Eigentlich geht es immer um Streit zwischen Nachbarn. Eine Frau, die heimlich die Pakete der anderen öffnet und deren Postkarten liest, eine Frau, die sich mit einer anderen um den Keller streitet, hohe Beamte, die sich vom normalen Nachbarn nicht als »Arschloch« beschimpfen lassen wollen, mit solchen Dingen hat Zimmermann zu tun. Es geht so gut wie nie um das eigentliche Delikt, sondern immer stecken persönliche Verletzungen dahinter. Die Frau, die die Pakete öffnete zum Beispiel, gab zu, dass sie selbst gerne mal welche bekommen würde. Als Psychiater sieht sich Zimmermann nicht, er ist mehr so etwas wie eine Gesprächshebamme. Am Ende sprechen die Schiedspersonen, die in Berlin von den Bezirksverordnetenversammlungen und in Brandenburg von den Gemeindevertretungen gewählt werden, kein Recht. Was sie beschließen, ist allerdings für 30 Jahre auch vor Gericht vollstreckbar, dabei muss das, worauf sich die beiden Parteien einigen, noch nicht mal gesetzeskonform sein.

Das Schiedsamt, zu Beginn des 19. Jahrhunderts noch unter dem Begriff Friedensrichter bekannt und nur den Gutsbesitzern vorbehalten, ist etwas Urpreußisches.
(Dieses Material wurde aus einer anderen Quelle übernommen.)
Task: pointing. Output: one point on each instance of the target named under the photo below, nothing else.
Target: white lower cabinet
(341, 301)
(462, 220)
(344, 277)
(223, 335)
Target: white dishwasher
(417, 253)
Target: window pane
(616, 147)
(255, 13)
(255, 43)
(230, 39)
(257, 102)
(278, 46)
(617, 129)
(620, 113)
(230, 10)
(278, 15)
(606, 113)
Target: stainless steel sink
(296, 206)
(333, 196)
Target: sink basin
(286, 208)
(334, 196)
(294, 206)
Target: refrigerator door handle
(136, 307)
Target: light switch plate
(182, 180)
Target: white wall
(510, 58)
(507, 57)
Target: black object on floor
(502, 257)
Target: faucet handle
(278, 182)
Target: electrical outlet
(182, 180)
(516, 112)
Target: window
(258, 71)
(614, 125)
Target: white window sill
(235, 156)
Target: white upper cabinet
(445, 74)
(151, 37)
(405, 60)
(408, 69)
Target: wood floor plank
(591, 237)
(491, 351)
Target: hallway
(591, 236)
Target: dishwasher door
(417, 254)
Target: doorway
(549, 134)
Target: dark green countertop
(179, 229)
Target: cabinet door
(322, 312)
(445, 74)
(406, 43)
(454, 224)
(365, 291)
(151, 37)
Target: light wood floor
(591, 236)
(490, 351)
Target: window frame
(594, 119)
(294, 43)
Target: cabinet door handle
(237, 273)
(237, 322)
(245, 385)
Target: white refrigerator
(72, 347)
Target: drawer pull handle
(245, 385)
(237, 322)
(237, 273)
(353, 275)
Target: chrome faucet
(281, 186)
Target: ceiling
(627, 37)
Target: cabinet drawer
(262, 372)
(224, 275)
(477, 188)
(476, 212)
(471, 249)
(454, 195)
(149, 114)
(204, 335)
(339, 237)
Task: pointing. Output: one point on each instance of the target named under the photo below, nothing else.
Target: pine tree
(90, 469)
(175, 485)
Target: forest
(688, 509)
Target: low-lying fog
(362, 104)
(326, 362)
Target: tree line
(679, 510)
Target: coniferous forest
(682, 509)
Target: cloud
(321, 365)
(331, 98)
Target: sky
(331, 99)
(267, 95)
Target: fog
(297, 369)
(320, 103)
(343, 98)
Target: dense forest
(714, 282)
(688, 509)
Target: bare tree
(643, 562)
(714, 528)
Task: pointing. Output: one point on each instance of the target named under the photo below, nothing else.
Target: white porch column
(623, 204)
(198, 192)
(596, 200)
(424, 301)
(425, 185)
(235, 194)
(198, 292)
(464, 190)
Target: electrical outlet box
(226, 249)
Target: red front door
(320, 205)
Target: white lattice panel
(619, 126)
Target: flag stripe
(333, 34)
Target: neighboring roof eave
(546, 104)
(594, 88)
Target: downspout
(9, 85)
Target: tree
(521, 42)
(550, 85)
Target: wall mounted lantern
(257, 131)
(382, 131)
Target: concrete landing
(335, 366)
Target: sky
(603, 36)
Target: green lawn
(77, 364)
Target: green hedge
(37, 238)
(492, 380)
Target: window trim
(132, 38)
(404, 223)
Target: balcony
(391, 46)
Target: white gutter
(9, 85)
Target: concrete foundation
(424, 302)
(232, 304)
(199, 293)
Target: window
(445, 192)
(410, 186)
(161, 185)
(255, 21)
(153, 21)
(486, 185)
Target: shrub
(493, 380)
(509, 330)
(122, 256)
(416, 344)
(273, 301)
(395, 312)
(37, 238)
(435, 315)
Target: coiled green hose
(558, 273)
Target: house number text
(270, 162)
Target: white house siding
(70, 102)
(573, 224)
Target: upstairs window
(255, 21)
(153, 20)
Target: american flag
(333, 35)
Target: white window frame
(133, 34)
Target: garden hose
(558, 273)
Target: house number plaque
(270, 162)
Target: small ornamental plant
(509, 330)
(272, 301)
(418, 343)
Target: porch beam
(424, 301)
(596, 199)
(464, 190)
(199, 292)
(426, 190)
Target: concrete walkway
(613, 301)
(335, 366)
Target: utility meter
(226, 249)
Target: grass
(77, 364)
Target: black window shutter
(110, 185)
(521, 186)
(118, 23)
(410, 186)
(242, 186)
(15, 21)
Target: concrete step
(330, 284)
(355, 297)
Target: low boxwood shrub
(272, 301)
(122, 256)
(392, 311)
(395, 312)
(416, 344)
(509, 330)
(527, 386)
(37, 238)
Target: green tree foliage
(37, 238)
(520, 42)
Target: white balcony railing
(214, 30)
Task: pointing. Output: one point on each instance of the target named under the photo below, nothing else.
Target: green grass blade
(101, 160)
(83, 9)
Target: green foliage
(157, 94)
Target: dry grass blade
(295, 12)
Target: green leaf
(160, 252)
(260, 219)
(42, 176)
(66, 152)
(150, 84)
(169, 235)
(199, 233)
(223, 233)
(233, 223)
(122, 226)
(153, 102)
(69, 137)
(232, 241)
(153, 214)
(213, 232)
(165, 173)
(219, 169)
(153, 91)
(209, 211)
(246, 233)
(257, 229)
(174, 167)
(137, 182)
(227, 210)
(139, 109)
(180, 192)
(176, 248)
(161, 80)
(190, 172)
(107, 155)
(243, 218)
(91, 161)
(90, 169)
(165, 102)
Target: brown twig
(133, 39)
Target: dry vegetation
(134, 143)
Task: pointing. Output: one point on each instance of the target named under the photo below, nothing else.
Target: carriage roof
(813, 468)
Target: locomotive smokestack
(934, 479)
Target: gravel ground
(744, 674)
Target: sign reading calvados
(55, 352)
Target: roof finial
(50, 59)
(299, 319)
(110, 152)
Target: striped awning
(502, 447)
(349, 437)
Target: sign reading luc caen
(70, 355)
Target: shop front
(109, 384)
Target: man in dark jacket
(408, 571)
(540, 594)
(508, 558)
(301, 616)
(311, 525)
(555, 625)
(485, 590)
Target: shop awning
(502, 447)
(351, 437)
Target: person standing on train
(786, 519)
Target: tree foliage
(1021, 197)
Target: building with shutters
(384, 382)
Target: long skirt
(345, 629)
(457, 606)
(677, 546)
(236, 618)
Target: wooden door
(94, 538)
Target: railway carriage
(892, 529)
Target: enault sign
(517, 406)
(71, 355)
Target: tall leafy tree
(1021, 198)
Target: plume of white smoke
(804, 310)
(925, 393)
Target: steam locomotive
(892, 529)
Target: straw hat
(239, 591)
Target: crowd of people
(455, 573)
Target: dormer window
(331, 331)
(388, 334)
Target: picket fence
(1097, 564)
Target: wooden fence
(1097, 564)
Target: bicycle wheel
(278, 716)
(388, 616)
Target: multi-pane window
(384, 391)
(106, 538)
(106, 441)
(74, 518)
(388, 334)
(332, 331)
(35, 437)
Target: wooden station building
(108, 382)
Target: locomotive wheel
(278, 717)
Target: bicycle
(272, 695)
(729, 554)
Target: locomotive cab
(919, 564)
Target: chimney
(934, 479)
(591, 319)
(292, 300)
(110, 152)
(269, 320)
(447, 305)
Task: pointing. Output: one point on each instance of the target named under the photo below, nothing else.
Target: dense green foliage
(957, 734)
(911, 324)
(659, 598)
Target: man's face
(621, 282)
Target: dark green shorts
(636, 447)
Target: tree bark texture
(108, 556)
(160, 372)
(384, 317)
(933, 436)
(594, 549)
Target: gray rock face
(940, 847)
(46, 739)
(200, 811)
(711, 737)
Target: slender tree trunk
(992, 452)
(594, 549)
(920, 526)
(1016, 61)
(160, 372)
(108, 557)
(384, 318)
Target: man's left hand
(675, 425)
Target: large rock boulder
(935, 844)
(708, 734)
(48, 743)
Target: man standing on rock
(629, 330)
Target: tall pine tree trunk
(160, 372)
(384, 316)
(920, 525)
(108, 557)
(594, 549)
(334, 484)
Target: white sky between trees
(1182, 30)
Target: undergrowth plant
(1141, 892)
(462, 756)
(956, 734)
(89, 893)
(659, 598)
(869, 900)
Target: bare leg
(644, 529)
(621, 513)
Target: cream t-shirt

Die Schiedsmänner sollten anfangs nur in Fällen von Beleidigung verhandeln dürfen, schnell aber wurde deutlich, wie sehr die Verfahren Gerichte von Bagatellfällen entlasteten und so wurde 1924 ihr Aufgabengebiet auf Hausfriedensbruch, üble Nachrede, Verunglimpfung des Andenkens Verstorbener, Verletzung des Briefgeheimnisses, leichte Körperverletzung, Bedrohung und Sachbeschädigung erweitert und dabei ist es bis heute geblieben.

Zimmermann lädt die Streitparteien immer zu sich ins Büro ein. Ein heller, freundlicher Raum im Hochparterre einer Gründerzeitvilla. Eigentlich würde ihm das Bezirksamt Mitte Räume zur Verfügung stellen, aber die Atmosphäre dort hält er für nicht besonders versöhnlich. Die meiste Arbeit macht das geschickte Fragestellen aus. Am Anfang immer: Wollen sie den Konflikt denn überhaupt lösen? So gut wie niemand sagt nein. Wer laut wird, dem schreibt Zimmermann die Grundregeln eines zivilisierten Gesprächs mit Edding an ein Flipchart.

Sonst aber gilt: keine Belehrungen. Dass man einen anderen nicht als »Arschloch« bezeichnet, muss er den Leuten nicht mehr erklären. »Das Erziehungsfenster ist mit 17 zu, dann können sie mit Menschen nur noch über ihr Verhalten verhandeln«, sagt Zimmermann. Alles, was er erreichen will, ist, dass die Leute miteinander ins Gespräch kommen. Warum ist der andere ein »Arschloch«? Was müsste der aufgebrachte Nachbar tun, damit man ihm das »Arschloch« verzeiht? Im Schnitt dauern solche Schiedsverfahren zwei Stunden. »Manche stauen über 20 Jahre lang Ärger an, bevor sie zu mir kommen«, sagt Zimmermann. Eine Erkenntnis aus seiner zehnjährigen Schiedsmannerfahrung ist banal wie valide: Die Menschen reden zu wenig und immer viel zu spät.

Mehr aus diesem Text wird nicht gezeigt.